Data released by the South African Revenue Service (Sars) showed that exports in precious metals and stones, machinery, electronic­s, vehicles and transport equipment increased by R9.46bn from July to August.

Imports decreased by R1.11bn during the period, largely due to a decline in oil imports, vehicle and transport equipment, and original equipment components.
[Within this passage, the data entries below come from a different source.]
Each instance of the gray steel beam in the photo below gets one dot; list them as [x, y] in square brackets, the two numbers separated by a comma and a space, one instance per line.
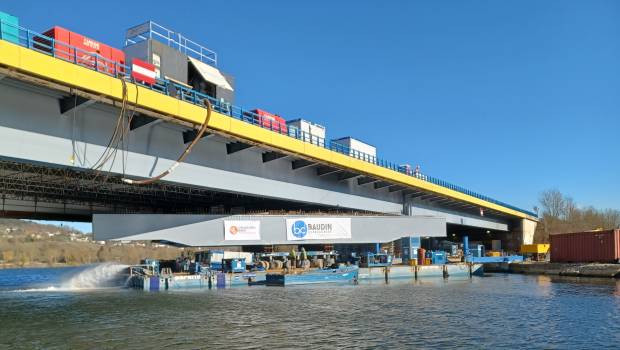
[190, 135]
[139, 120]
[269, 156]
[326, 170]
[396, 188]
[69, 103]
[346, 175]
[301, 163]
[366, 180]
[236, 147]
[381, 184]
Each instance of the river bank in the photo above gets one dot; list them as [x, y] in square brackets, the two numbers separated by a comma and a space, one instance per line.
[558, 269]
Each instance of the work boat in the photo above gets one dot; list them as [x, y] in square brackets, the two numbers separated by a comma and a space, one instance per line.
[347, 274]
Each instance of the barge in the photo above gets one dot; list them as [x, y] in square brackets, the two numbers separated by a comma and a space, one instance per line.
[342, 275]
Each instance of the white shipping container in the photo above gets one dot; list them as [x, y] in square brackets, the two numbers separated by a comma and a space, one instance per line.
[358, 149]
[309, 131]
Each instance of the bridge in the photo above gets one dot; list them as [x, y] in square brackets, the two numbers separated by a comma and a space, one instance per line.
[73, 137]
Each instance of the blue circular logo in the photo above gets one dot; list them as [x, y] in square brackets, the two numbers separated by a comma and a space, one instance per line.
[300, 229]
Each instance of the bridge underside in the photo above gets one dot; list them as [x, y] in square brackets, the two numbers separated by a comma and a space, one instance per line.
[49, 140]
[43, 191]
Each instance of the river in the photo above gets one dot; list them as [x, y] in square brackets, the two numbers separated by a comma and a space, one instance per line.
[57, 308]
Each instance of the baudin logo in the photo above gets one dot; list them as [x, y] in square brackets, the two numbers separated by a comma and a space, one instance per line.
[300, 229]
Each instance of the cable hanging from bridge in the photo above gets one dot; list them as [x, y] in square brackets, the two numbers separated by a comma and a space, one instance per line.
[183, 155]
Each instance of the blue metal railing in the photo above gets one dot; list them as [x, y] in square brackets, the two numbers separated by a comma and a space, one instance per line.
[60, 50]
[152, 30]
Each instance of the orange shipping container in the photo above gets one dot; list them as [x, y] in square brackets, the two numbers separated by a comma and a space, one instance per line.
[592, 246]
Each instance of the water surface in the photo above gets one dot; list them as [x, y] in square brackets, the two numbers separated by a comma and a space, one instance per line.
[505, 311]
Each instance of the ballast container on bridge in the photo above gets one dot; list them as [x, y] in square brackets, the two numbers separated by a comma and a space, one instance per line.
[581, 247]
[9, 27]
[65, 41]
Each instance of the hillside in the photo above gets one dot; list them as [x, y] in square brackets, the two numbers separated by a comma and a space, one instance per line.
[27, 243]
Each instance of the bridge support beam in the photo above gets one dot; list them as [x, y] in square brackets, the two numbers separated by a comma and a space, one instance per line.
[236, 147]
[301, 163]
[366, 180]
[345, 175]
[325, 170]
[190, 135]
[76, 102]
[269, 156]
[140, 120]
[381, 184]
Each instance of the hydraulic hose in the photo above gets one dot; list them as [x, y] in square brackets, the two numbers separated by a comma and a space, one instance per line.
[183, 155]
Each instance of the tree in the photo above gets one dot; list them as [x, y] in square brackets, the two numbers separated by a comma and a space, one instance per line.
[561, 214]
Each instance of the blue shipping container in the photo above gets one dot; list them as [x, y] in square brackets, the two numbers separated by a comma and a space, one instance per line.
[10, 28]
[409, 247]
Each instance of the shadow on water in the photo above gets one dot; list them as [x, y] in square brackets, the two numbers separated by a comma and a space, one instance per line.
[498, 311]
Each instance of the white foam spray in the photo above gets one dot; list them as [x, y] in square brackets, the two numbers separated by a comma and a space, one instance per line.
[98, 276]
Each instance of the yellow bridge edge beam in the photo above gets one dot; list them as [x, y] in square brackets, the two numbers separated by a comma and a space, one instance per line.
[38, 64]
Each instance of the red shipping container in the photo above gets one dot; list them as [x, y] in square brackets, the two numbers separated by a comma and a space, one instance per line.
[105, 59]
[271, 121]
[581, 247]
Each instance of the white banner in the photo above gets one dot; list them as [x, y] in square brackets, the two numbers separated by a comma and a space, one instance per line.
[241, 230]
[318, 228]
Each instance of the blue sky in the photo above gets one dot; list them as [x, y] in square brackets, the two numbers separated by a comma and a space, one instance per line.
[507, 98]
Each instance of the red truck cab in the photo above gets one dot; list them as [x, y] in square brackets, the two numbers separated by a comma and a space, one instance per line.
[271, 121]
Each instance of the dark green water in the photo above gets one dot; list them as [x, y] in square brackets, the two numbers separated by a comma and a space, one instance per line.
[499, 311]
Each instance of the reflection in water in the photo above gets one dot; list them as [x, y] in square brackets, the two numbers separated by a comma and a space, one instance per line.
[498, 311]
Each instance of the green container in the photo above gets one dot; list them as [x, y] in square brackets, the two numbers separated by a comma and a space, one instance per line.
[10, 28]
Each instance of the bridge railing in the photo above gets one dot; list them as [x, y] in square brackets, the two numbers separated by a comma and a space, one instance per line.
[66, 52]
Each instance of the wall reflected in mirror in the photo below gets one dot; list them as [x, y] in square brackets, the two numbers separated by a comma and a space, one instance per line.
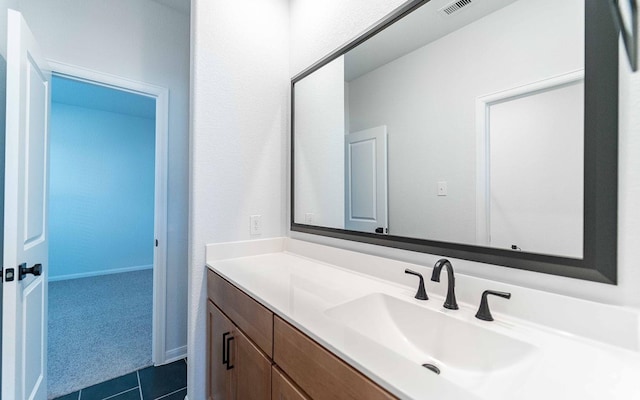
[460, 124]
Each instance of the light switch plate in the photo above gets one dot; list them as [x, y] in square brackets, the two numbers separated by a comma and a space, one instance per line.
[442, 188]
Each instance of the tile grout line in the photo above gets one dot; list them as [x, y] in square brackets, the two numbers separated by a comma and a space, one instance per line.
[169, 394]
[118, 394]
[139, 384]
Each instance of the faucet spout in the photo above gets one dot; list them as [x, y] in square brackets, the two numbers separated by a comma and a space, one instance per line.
[450, 302]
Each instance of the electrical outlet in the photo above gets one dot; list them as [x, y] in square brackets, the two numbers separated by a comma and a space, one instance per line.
[256, 225]
[442, 188]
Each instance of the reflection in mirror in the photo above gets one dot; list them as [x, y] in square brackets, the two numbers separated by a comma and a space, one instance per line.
[454, 124]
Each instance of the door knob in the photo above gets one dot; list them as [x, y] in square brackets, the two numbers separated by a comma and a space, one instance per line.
[36, 270]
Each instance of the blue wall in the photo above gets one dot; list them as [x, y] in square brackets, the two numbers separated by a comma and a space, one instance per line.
[101, 189]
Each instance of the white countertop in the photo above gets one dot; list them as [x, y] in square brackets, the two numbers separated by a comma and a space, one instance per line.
[300, 290]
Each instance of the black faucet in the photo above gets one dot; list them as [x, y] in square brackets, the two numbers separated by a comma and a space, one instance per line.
[450, 301]
[483, 311]
[422, 293]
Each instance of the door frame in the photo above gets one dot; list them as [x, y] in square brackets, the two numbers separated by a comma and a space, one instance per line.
[161, 95]
[483, 141]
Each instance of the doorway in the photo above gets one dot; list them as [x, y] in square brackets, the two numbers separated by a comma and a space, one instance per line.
[107, 219]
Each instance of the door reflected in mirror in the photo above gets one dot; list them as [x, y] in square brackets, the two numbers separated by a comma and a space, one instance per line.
[461, 125]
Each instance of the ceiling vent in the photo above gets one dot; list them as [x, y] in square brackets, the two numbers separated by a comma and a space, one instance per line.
[456, 6]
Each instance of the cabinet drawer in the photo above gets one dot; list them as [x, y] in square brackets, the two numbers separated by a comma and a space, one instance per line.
[283, 389]
[318, 372]
[252, 318]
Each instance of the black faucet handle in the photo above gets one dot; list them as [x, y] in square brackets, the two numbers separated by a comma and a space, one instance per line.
[422, 293]
[483, 311]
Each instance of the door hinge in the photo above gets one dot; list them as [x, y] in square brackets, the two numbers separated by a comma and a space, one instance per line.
[9, 275]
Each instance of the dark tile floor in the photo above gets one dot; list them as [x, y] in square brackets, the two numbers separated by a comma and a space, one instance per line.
[166, 382]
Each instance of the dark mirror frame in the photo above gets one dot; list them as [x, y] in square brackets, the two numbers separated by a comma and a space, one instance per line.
[599, 262]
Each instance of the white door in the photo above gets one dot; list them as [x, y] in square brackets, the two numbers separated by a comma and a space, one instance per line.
[24, 325]
[366, 181]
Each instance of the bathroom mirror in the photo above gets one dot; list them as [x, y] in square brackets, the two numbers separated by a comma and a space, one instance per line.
[478, 129]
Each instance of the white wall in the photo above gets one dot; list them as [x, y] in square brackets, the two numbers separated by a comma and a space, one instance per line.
[319, 146]
[316, 34]
[143, 41]
[239, 98]
[436, 86]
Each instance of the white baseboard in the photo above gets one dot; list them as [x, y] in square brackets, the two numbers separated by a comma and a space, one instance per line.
[99, 273]
[175, 354]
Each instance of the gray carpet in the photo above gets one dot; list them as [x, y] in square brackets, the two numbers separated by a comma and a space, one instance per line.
[99, 329]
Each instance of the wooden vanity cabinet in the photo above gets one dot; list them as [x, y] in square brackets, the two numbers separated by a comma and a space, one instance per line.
[237, 369]
[283, 389]
[254, 355]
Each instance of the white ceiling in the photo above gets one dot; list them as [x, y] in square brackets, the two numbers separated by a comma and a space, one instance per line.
[421, 27]
[182, 6]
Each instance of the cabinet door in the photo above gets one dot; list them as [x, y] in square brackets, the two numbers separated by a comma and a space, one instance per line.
[252, 370]
[219, 331]
[283, 389]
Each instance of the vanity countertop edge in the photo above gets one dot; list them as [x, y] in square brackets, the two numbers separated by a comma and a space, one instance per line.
[265, 268]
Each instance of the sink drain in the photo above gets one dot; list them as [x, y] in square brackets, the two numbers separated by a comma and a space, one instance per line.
[432, 368]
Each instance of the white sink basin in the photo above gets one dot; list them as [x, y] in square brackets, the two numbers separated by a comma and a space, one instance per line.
[461, 350]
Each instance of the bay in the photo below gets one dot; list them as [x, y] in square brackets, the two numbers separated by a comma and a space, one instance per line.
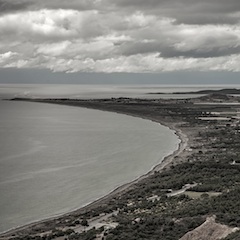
[54, 159]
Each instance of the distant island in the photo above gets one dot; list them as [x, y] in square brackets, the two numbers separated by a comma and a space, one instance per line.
[207, 91]
[193, 193]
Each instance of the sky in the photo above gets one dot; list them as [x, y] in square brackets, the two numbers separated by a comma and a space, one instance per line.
[120, 36]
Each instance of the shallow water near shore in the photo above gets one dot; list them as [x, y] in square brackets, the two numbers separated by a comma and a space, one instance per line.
[54, 159]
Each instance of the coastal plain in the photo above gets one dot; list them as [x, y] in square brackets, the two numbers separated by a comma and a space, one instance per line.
[193, 194]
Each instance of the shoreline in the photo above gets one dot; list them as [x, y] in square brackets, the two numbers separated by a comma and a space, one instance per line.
[166, 161]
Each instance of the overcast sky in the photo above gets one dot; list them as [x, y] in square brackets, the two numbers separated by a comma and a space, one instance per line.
[135, 36]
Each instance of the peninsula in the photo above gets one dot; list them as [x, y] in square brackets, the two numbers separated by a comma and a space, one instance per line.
[192, 194]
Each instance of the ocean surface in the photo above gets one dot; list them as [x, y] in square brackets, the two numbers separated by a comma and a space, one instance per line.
[55, 159]
[84, 91]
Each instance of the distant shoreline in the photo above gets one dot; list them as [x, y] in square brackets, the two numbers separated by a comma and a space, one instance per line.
[167, 160]
[231, 91]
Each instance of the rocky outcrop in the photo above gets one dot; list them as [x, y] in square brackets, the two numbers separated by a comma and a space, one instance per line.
[209, 230]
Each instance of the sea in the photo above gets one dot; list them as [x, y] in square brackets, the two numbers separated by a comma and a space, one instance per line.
[55, 159]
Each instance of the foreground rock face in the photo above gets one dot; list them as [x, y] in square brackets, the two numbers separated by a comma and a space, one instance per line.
[209, 230]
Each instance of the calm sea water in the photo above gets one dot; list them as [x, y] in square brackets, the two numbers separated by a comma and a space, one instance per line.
[54, 159]
[102, 91]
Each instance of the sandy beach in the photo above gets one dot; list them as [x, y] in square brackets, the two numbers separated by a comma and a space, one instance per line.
[167, 161]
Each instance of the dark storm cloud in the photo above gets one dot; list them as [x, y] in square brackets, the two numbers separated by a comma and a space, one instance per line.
[120, 35]
[187, 11]
[13, 6]
[215, 52]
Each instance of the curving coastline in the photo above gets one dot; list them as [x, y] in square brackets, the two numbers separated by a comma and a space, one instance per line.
[121, 189]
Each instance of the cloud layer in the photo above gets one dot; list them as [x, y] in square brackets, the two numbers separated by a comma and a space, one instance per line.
[120, 35]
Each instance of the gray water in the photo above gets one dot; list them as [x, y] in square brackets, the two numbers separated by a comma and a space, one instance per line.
[102, 91]
[54, 159]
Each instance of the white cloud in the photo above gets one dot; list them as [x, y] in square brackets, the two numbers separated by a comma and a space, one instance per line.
[111, 39]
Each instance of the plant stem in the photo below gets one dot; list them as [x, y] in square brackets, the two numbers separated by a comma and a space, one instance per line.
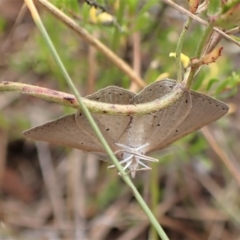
[179, 50]
[125, 177]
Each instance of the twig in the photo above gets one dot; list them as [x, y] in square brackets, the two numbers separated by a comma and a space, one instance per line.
[183, 10]
[93, 41]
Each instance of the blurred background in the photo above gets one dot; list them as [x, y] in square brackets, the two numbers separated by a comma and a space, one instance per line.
[50, 192]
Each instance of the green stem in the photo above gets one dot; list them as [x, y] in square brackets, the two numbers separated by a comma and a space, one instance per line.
[200, 51]
[179, 50]
[125, 177]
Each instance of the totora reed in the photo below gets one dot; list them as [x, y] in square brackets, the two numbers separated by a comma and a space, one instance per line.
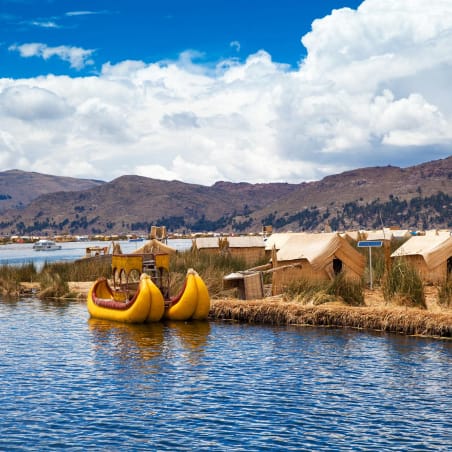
[393, 320]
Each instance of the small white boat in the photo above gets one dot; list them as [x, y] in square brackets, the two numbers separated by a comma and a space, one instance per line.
[46, 245]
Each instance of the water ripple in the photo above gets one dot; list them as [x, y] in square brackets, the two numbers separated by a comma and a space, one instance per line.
[71, 382]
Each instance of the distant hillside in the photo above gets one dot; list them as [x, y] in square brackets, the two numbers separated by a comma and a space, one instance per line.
[19, 188]
[414, 197]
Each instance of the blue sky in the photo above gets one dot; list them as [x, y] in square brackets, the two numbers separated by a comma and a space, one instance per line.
[151, 30]
[202, 91]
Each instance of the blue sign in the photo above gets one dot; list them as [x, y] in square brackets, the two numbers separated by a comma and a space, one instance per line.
[370, 243]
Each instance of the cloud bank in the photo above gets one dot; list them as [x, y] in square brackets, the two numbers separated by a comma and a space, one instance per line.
[372, 90]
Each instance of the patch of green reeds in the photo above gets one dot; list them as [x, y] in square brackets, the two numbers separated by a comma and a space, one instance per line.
[445, 293]
[11, 276]
[402, 321]
[320, 292]
[52, 285]
[403, 285]
[82, 270]
[211, 267]
[55, 276]
[350, 291]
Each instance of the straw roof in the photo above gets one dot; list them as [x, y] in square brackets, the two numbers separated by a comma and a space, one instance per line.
[154, 246]
[205, 242]
[434, 248]
[240, 241]
[382, 234]
[278, 239]
[246, 241]
[318, 249]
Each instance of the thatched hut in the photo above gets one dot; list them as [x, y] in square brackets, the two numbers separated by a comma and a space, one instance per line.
[249, 248]
[155, 246]
[430, 254]
[277, 240]
[315, 257]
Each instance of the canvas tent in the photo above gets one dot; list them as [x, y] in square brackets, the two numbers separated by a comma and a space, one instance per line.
[249, 248]
[430, 254]
[315, 257]
[155, 246]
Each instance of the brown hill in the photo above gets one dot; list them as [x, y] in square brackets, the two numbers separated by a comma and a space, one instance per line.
[18, 188]
[400, 196]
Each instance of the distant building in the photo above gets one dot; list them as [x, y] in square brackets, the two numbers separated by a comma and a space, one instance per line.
[314, 257]
[430, 254]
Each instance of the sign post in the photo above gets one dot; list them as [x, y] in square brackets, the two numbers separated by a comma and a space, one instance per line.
[370, 244]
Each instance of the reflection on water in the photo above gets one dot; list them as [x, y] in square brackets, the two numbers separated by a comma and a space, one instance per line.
[79, 383]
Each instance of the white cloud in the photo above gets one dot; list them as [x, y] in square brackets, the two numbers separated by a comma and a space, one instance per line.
[77, 57]
[374, 89]
[235, 45]
[45, 24]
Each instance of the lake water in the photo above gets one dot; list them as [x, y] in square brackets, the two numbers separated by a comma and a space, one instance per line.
[76, 383]
[22, 253]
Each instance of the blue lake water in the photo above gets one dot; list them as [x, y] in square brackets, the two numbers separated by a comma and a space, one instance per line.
[22, 253]
[80, 384]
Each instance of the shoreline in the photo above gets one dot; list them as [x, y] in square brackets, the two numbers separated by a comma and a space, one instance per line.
[393, 319]
[376, 315]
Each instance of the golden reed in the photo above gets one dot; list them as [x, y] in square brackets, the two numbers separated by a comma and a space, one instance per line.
[408, 321]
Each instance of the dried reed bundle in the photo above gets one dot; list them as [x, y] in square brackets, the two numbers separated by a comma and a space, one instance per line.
[395, 320]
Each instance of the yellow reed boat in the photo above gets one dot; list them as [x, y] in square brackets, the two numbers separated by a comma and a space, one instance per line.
[146, 304]
[143, 301]
[193, 301]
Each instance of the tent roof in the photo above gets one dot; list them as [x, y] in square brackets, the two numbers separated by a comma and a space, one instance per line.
[154, 246]
[246, 241]
[434, 248]
[318, 250]
[278, 239]
[240, 241]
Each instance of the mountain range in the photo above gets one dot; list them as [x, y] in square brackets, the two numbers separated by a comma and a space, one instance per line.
[417, 197]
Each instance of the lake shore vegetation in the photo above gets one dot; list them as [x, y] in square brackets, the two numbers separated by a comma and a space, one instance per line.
[399, 302]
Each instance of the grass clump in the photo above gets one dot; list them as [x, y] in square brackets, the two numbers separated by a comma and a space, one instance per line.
[321, 292]
[211, 267]
[351, 292]
[53, 285]
[445, 293]
[403, 285]
[12, 276]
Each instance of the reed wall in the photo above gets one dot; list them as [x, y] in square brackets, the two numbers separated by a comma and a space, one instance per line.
[393, 320]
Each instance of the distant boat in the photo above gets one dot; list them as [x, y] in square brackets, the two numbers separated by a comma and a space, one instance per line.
[46, 245]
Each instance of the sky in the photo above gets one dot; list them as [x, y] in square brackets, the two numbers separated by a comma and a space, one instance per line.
[203, 91]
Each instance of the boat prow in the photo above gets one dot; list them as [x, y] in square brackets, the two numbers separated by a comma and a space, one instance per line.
[146, 304]
[193, 301]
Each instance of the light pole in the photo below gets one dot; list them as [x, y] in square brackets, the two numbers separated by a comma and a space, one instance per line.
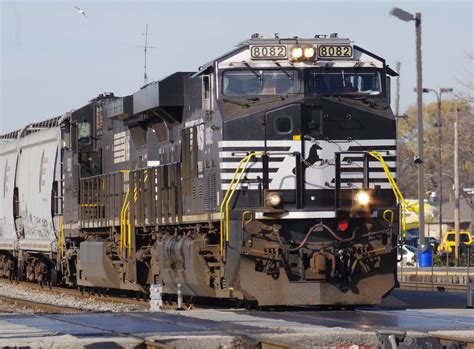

Sars said the surplus was attributab­le to exports of R122.02bn and imports of R115.17bn.

NCK Research said the rebound was not a cause for celebratio­n, as export demand could take strain during the rest of the year.

NKC analyst Elize Kruger said they forecast a slight deteriorat­ion in the current account deficit to gross domestic product ratio, from 3.5 percent in 2018 to 3.6 percent in 2019.

“Monthly trade statistics remain very volatile, thus the sizeable trade surplus in August is welcomed, but not necessaril­y reason to cheer, as the year-to-date figures suggest a moderate deteriorat­ion in the trade account so far in 2019,” Kruger said.

“With escalating trade tensions and the synchronis­ed global economic moderation expected to become more entrenched, export demand could take some strain during the remainder of 2019, while a slight recovery in domestic demand will drive imports growth higher in coming months, which could potentiall­y place renewed strain on the trade account.”

The surplus included trade data from Botswana, eSwatini, Lesotho and Namibia.

However, the trade deficit for the year continued to widen.

The balance of trade fell to a deficit of R850 million in the year to date, compared to a surplus of R4.67bn during the comparativ­e period last year.

Exports increased by 6.9 percent year-on-year, while imports rose 7.6 percent during the period.

Investec’s chief economist, Annabel Bishop, said the figures did not capture the impact of the higher oil price due to the recent damage to Saudi oil production.

The attack on Saudi oil facilities earlier this month affected 5 percent of the world’s oil supplies and triggered a 20 percent spike in the oil price, though this was later reversed.

Bishop said the trade outcome was above consensus expectatio­ns of a R1.2bn surplus and was ignored by the rand, which remained driven by the elevation in global financial market risk aversion.

“South Africa’s rand terms of trade improved in August, on the trade surplus. However, South Africa’s terms of trade are, on average to date, worse than in 2018,” Bishop said.

“While August is only one month, it has seen some improvemen­t to the trade balance, but does not yet capture the higher oil price following the recent damage to Saudi production.”